当 IFS 有默认值并且打印的数组不带引号时,解释后的值没有引号,但当 IFS 没有空格时,它就会有。
使用 echo Web 服务器和curl 来演示为什么这会产生影响:
bash-5.2$ echo $BASH_VERSION
+ echo '5.2.21(1)-release'
5.2.21(1)-release
bash-5.2$ declare -a test=([0]="-H" [1]="foo: bar")
+ test=(['0']='-H' ['1']='foo: bar')
+ declare -a test
bash-5.2$ declare -p test
+ declare -p test
declare -a test=([0]="-H" [1]="foo: bar")
bash-5.2$ IFS=$' \t\n'
+ IFS='
'
bash-5.2$ declare -p IFS
+ declare -p IFS
declare -- IFS=$' \t\n'
bash-5.2$ echo ${test[@]}
+ echo -H foo: bar
-H foo: bar
bash-5.2$ curl [::1] ${test[@]}
+ curl '[::1]' -H foo: bar
GET / HTTP/1.1
Host: [::1]
User-Agent: curl/8.5.0
Accept: */*
curl: (6) Could not resolve host: bar
bash-5.2$ echo "${test[@]}"
+ echo -H 'foo: bar'
-H foo: bar
bash-5.2$ curl [::1] "${test[@]}"
+ curl '[::1]' -H 'foo: bar'
GET / HTTP/1.1
Host: [::1]
User-Agent: curl/8.5.0
Accept: */*
foo: bar
bash-5.2$ IFS=$'_\t\n'
+ IFS='_
'
bash-5.2$ declare -p IFS
+ declare -p IFS
declare -- IFS=$'_\t\n'
bash-5.2$ echo ${test[@]}
+ echo -H 'foo: bar'
-H foo: bar
bash-5.2$ curl [::1] ${test[@]}
+ curl '[::1]' -H 'foo: bar'
GET / HTTP/1.1
Host: [::1]
User-Agent: curl/8.5.0
Accept: */*
foo: bar
bash-5.2$ echo "${test[@]}"
+ echo -H 'foo: bar'
-H foo: bar
bash-5.2$ curl [::1] "${test[@]}"
+ curl '[::1]' -H 'foo: bar'
GET / HTTP/1.1
Host: [::1]
User-Agent: curl/8.5.0
Accept: */*
foo: bar
为什么从 IFS 中删除空格(无论您将空格放在哪里,也无论您是否用其他字符替换空格;例如下划线)会导致这种不同的行为? output 上 IFS 的唯一值是第一个字符,无论空格在哪里都会导致意外行为。
IFS
用于分割参数扩展的结果,根据手册中的Word Splitting:
The shell scans the results of parameter expansion, command substitution,
and arithmetic expansion that did not occur within double quotes for word splitting.

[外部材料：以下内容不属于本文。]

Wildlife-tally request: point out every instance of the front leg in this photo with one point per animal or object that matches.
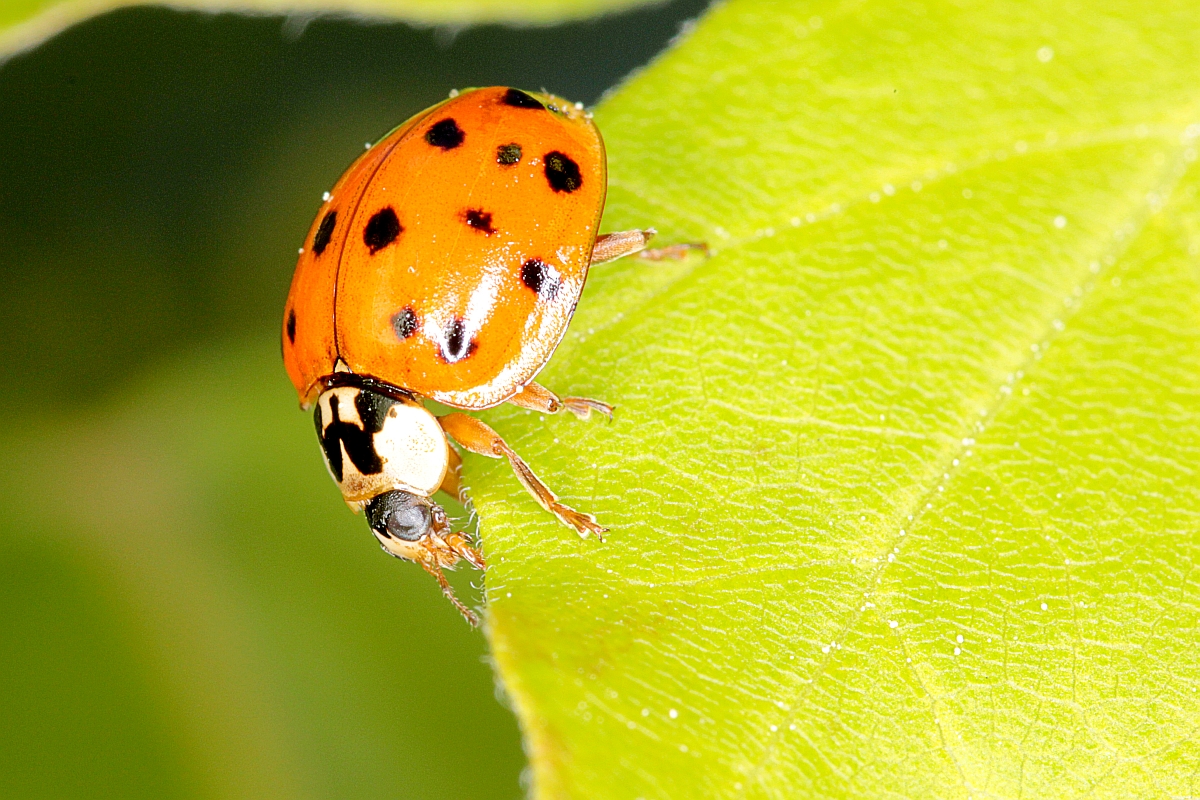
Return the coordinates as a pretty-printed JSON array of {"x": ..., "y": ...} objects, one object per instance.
[
  {"x": 478, "y": 438},
  {"x": 539, "y": 398}
]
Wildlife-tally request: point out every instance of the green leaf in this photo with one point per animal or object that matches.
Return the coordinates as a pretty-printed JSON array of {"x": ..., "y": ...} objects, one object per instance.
[
  {"x": 903, "y": 480},
  {"x": 25, "y": 23}
]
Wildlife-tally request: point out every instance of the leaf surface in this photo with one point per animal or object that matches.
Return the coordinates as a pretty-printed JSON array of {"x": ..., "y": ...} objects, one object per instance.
[
  {"x": 903, "y": 483},
  {"x": 25, "y": 23}
]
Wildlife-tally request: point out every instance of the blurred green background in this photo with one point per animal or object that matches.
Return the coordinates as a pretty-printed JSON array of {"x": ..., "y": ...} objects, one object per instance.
[{"x": 189, "y": 608}]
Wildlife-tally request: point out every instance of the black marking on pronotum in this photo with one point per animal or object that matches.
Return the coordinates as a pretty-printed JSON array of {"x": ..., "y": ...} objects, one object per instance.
[
  {"x": 382, "y": 229},
  {"x": 324, "y": 233},
  {"x": 508, "y": 154},
  {"x": 456, "y": 346},
  {"x": 405, "y": 323},
  {"x": 358, "y": 441},
  {"x": 479, "y": 220},
  {"x": 535, "y": 275},
  {"x": 445, "y": 134},
  {"x": 517, "y": 98},
  {"x": 562, "y": 172}
]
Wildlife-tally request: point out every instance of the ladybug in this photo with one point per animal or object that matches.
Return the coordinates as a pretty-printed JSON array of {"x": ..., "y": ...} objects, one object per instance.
[{"x": 445, "y": 264}]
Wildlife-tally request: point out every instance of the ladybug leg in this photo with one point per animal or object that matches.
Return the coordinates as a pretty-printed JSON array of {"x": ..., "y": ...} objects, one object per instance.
[
  {"x": 478, "y": 438},
  {"x": 627, "y": 242},
  {"x": 453, "y": 482},
  {"x": 539, "y": 398},
  {"x": 433, "y": 569},
  {"x": 612, "y": 246}
]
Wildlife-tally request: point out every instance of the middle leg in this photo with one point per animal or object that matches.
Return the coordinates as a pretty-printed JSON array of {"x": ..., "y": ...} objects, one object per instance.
[
  {"x": 539, "y": 398},
  {"x": 478, "y": 438}
]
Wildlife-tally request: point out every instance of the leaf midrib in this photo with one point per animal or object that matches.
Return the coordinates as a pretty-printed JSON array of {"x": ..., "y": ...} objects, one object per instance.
[{"x": 1169, "y": 178}]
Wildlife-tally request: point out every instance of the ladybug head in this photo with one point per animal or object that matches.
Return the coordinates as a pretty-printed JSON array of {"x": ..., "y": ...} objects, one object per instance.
[{"x": 403, "y": 516}]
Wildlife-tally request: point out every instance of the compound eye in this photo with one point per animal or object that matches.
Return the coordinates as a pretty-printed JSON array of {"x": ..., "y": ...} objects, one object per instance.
[{"x": 400, "y": 515}]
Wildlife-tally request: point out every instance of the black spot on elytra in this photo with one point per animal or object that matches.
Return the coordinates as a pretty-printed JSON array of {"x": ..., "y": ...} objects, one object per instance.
[
  {"x": 445, "y": 134},
  {"x": 538, "y": 277},
  {"x": 324, "y": 233},
  {"x": 359, "y": 441},
  {"x": 479, "y": 221},
  {"x": 382, "y": 229},
  {"x": 517, "y": 98},
  {"x": 508, "y": 154},
  {"x": 405, "y": 323},
  {"x": 456, "y": 347},
  {"x": 562, "y": 172}
]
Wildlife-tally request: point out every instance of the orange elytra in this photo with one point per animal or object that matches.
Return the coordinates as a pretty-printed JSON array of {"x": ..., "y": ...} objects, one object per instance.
[{"x": 447, "y": 264}]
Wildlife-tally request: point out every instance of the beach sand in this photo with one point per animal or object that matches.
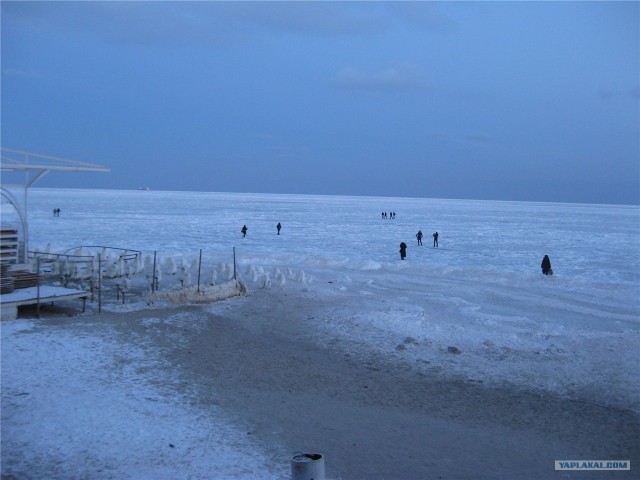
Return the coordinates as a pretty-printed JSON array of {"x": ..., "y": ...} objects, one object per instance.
[{"x": 258, "y": 359}]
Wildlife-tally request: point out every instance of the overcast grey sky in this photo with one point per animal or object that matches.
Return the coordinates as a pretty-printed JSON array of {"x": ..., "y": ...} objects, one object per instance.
[{"x": 485, "y": 100}]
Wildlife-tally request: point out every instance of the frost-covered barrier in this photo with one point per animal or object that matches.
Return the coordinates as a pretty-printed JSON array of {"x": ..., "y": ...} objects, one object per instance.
[{"x": 201, "y": 294}]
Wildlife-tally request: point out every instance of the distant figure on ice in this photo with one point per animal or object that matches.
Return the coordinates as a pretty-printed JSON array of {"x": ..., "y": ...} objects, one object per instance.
[{"x": 403, "y": 250}]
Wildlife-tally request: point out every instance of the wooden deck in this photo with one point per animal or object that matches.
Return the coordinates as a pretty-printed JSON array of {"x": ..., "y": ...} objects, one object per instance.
[{"x": 30, "y": 296}]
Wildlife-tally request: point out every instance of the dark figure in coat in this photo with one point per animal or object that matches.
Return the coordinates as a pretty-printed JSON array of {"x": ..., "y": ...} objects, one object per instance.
[{"x": 403, "y": 250}]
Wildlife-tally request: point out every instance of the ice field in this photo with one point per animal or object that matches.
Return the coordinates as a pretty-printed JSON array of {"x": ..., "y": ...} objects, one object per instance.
[
  {"x": 481, "y": 291},
  {"x": 477, "y": 308}
]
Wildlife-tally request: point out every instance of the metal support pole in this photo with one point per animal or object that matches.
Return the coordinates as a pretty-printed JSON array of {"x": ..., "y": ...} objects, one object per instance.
[
  {"x": 199, "y": 269},
  {"x": 153, "y": 276},
  {"x": 99, "y": 284},
  {"x": 234, "y": 264},
  {"x": 38, "y": 287}
]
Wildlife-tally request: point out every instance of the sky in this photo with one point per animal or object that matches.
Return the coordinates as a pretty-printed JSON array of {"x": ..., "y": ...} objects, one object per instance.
[{"x": 534, "y": 101}]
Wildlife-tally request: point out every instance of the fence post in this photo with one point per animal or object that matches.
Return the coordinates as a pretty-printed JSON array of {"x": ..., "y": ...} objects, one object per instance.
[
  {"x": 99, "y": 284},
  {"x": 153, "y": 276},
  {"x": 199, "y": 269},
  {"x": 38, "y": 287}
]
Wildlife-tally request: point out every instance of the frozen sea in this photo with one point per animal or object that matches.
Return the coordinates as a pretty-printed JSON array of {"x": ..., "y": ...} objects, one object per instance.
[{"x": 575, "y": 333}]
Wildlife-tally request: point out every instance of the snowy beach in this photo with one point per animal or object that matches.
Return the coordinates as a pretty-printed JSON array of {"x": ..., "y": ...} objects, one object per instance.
[{"x": 462, "y": 361}]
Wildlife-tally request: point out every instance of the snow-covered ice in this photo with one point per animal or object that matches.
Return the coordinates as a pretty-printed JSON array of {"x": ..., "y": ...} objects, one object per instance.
[{"x": 477, "y": 306}]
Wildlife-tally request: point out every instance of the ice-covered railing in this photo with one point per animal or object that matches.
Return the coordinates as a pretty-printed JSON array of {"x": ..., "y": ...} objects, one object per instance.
[{"x": 84, "y": 262}]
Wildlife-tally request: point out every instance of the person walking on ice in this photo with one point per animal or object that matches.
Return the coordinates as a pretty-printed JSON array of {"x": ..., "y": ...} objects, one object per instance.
[
  {"x": 403, "y": 250},
  {"x": 546, "y": 265}
]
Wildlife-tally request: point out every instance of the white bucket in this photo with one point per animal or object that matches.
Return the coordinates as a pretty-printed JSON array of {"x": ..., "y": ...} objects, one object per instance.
[{"x": 307, "y": 466}]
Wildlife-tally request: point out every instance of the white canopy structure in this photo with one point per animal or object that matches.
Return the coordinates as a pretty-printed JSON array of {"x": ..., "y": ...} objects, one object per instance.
[{"x": 19, "y": 170}]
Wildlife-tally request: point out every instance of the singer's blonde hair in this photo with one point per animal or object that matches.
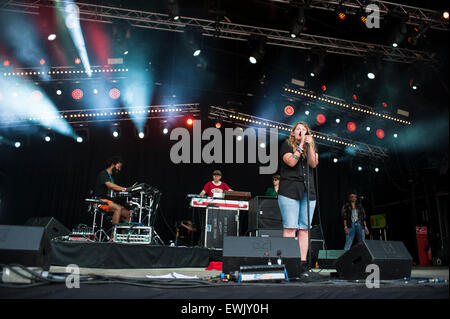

The shell treats each character of $IFS as a delimiter, and splits
the results of the other expansions into words using these characters
as field terminators.
当
IFS
包含空格时,未加引号的扩展 foo: bar
会被拆分为两个单词 foo:
和 bar
。当您从 IFS
中删除空格时,不会发生这种拆分,因此调试输出显示 'foo: bar'
以指示这是命令行上的单个单词,而不是像空格可能指示的两个单词。